罠
『説明』に既に100Pを注ぎ込み、更に200P。ポイントは戻ってこず、自分の能力が上がるわけでもないそれに合計300Pの消費。普通なら躊躇うところだが俺は即決した。
このスキル表にはまだ何かあると考えているからだ。レベルが上がったのを確認した俺はまず、ステータスを見直した。
『筋力』(体中の筋力が強化され身体能力が向上する。レベル1なら本来の能力×1 レベル2であれば本来の能力に×2 レベル3は本来の能力×3 となる)
ここまでは同じだが、今回は追記がある。
(筋力が上昇するにつれて、エネルギーの消費量が上がる。レベル1なら従来通り。レベル2なら2倍。レベル3は3倍となる)

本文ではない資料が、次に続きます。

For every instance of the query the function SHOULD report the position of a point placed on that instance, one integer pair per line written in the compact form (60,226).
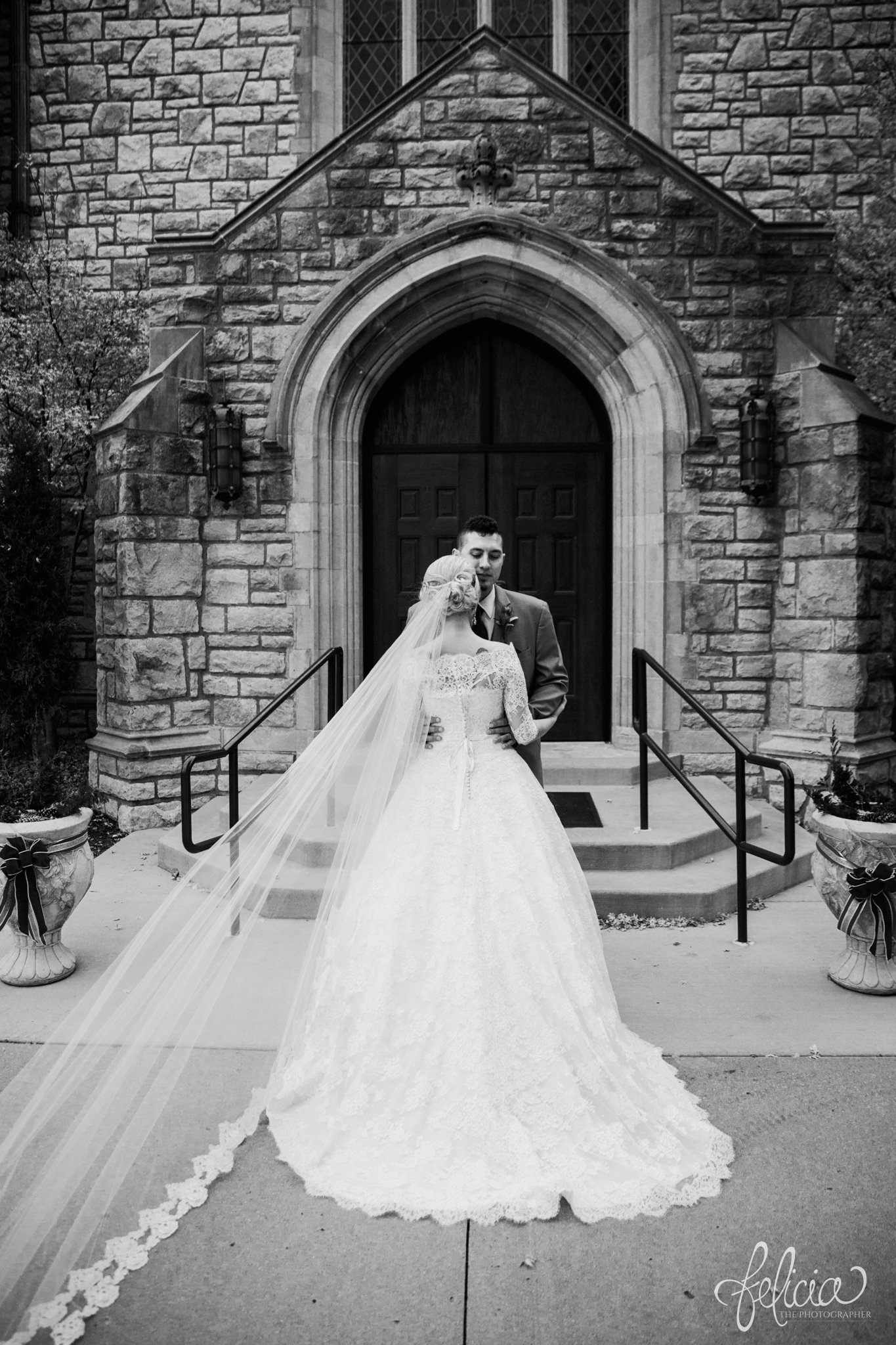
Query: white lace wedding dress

おいおい。じゃあ、筋力が高い奴は誰よりも食料を摂取しないと駄目って事か。そういや、『消費軽減』や『食料貯蓄』ってスキルはこの為にあるのか。あ、まだ追記があるな、どれどれ。
(筋力レベルが高くなるにつれて体が重くなっていく。その重量はレベル2ならば2倍。レベル3は4倍。レベル4は8倍)
『筋力』上げ過ぎると体重が尋常ではなくなるのか。筋力と重量が比例していないな。レベル2までなら問題はないようだが。身のこなしにも響いてきそうだから覚えておくか。

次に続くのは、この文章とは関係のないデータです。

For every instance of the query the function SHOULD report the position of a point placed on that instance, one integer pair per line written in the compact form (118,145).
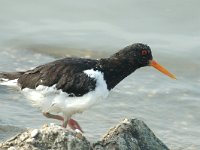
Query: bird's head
(140,55)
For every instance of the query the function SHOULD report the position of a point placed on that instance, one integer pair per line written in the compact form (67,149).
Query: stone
(130,134)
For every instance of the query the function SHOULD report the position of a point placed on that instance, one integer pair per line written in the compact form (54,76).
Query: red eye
(144,52)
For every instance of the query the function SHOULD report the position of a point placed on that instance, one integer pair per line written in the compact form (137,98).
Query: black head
(139,55)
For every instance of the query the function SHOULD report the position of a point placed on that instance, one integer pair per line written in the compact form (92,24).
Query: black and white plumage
(71,85)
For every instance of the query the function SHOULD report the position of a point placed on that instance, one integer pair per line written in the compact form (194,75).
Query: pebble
(12,148)
(34,133)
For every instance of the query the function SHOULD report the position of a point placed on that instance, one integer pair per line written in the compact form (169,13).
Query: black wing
(66,73)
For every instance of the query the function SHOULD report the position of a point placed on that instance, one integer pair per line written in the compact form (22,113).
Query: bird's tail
(10,75)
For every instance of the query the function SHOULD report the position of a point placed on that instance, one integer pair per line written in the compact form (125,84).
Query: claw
(74,125)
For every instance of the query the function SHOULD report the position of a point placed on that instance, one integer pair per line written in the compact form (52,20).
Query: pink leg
(71,122)
(74,125)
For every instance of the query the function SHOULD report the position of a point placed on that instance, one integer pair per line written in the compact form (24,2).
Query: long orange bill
(156,65)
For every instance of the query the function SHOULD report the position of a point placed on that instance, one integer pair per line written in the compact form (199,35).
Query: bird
(71,85)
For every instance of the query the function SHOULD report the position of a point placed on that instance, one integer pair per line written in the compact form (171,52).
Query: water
(34,33)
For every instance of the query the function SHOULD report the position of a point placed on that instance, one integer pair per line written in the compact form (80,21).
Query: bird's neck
(116,69)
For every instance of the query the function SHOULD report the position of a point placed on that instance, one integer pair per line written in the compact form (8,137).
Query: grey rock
(130,134)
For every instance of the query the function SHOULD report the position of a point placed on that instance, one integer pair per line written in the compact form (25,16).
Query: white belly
(53,100)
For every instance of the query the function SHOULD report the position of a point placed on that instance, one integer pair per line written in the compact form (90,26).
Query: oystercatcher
(72,85)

もう、他には……まだ書いているぞ。今度は一気に情報が増え過ぎだが、読んでおこうか。
(筋力が上がれば筋肉が硬く強くなる為、内臓や骨、血管が筋肉に押しつぶされる。筋力を上げる場合は最低限、同レベルの頑強をとらなければ、まともに生きることすら困難となるだろう)
ん、これは酷い。
筋力と頑強はレベルを同じにしておかないといけないわけか。これは絶対に忘れないでおこう。重くなるだけではなく、そんなデメリットも……となると。
今度は『素早さ』の項目に目を通す。
(体が軽くなり素早く動けるようになる)
この説明は前にも見た、問題は追記だ。
(レベルが上がるごとにその体重は減っていく。レベル2で2分の1。レベル3は4分の1。レベル4は8分の1)
やっぱりな。つまり『素早さ』単体では体が軽くなるだけということか。尤も体が軽くなれば素早く動けるだろう。だがこれは『筋力』と組み合わせるスキルと考えるべきだ。筋力が上がれば体重が増える為に身軽な動きはできないが、『素早さ』も同レベルで所有しておけば、変わらぬ体重で馬鹿げた力が発揮できる。

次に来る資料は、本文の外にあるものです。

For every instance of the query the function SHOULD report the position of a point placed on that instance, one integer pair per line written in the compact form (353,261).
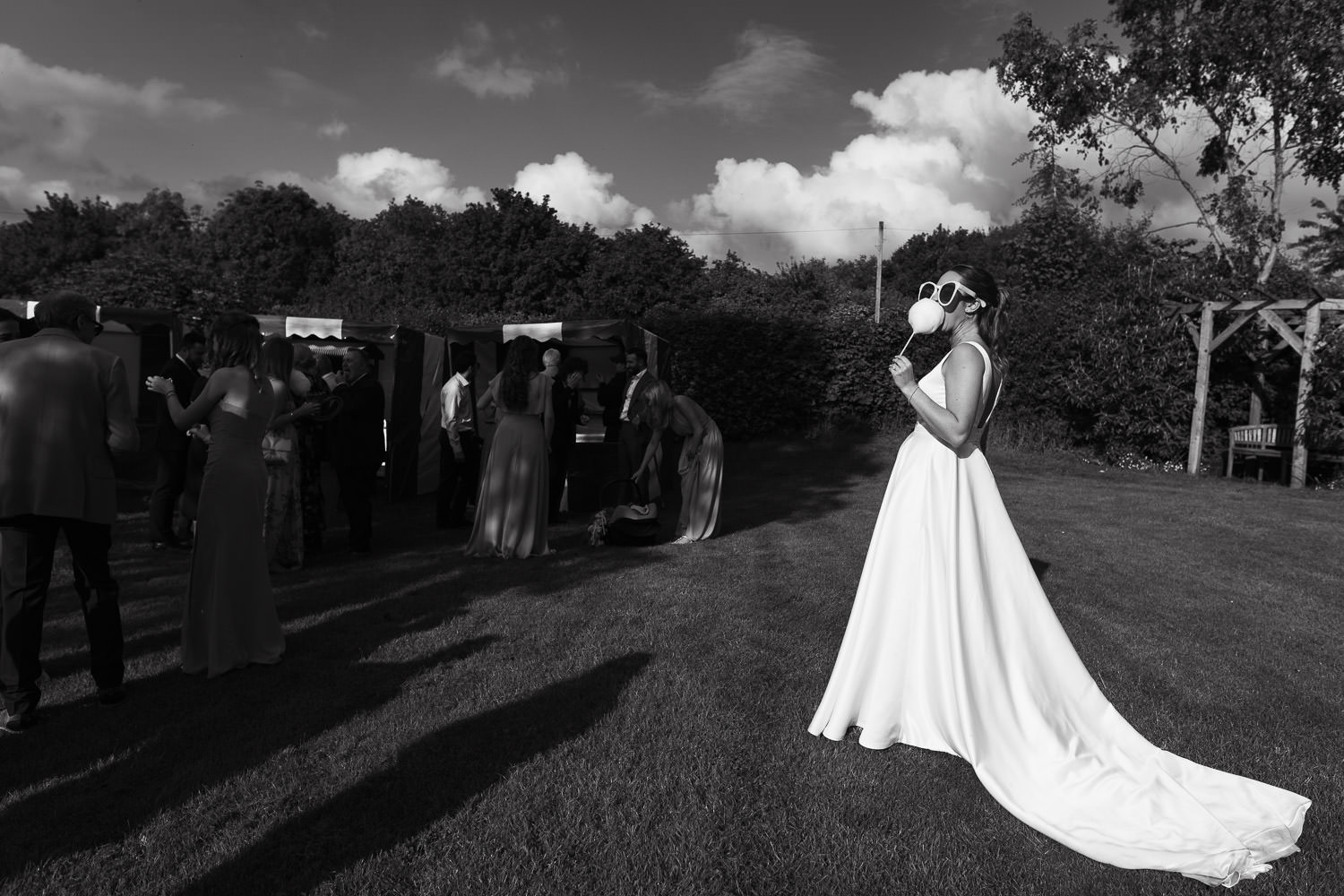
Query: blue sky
(719,120)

『筋力』『頑強』『素早さ』はセットで取ることにしよう。レベル2にするには一つ当たり20P消費か。レベル3なら更に40Pずつ……問題ないな。
一応『消費軽減』も取っておこう。このスキルは、レベルが上がればエネルギーの消費量が減らせると。んー、これも『筋力』と同レベルまで上げよう。よっし『消費軽減』もこのセットに組み込んで、4つでワンセット。覚えたぞ。
それからしばらく考え込み、もう一度見直しポイントを割り振った。
よっし、ここでスキルポイントの残りを確認しておくか。
『説明』レベル2 消費ポイント300
『筋力』レベル3 消費ポイント70
『頑強』レベル3 消費ポイント70
『素早さ』レベル3 消費ポイント70
『知力』レベル2 消費ポイント30
『体力』レベル3 消費ポイント70
『精神力』レベル2 消費ポイント30
『器用』レベル3 消費ポイント70
『柔軟』レベル3 消費ポイント70
『運』レベル1 消費ポイント10
『消費軽減』レベル3 消費ポイント70
これで合計消費ポイント 860Pとなる。
思ったより減った理由は『体力』『器用』『柔軟』の身体能力に関する項目に、筋力と近い数値にしなければ効果が無いどころか、マイナスになるとの記述があったためだ。
いっその事、全部1レベルに戻してパッシブやアクティブスキルを充実させるという手もあるのだが、正直時間とスキルポイントが足りない。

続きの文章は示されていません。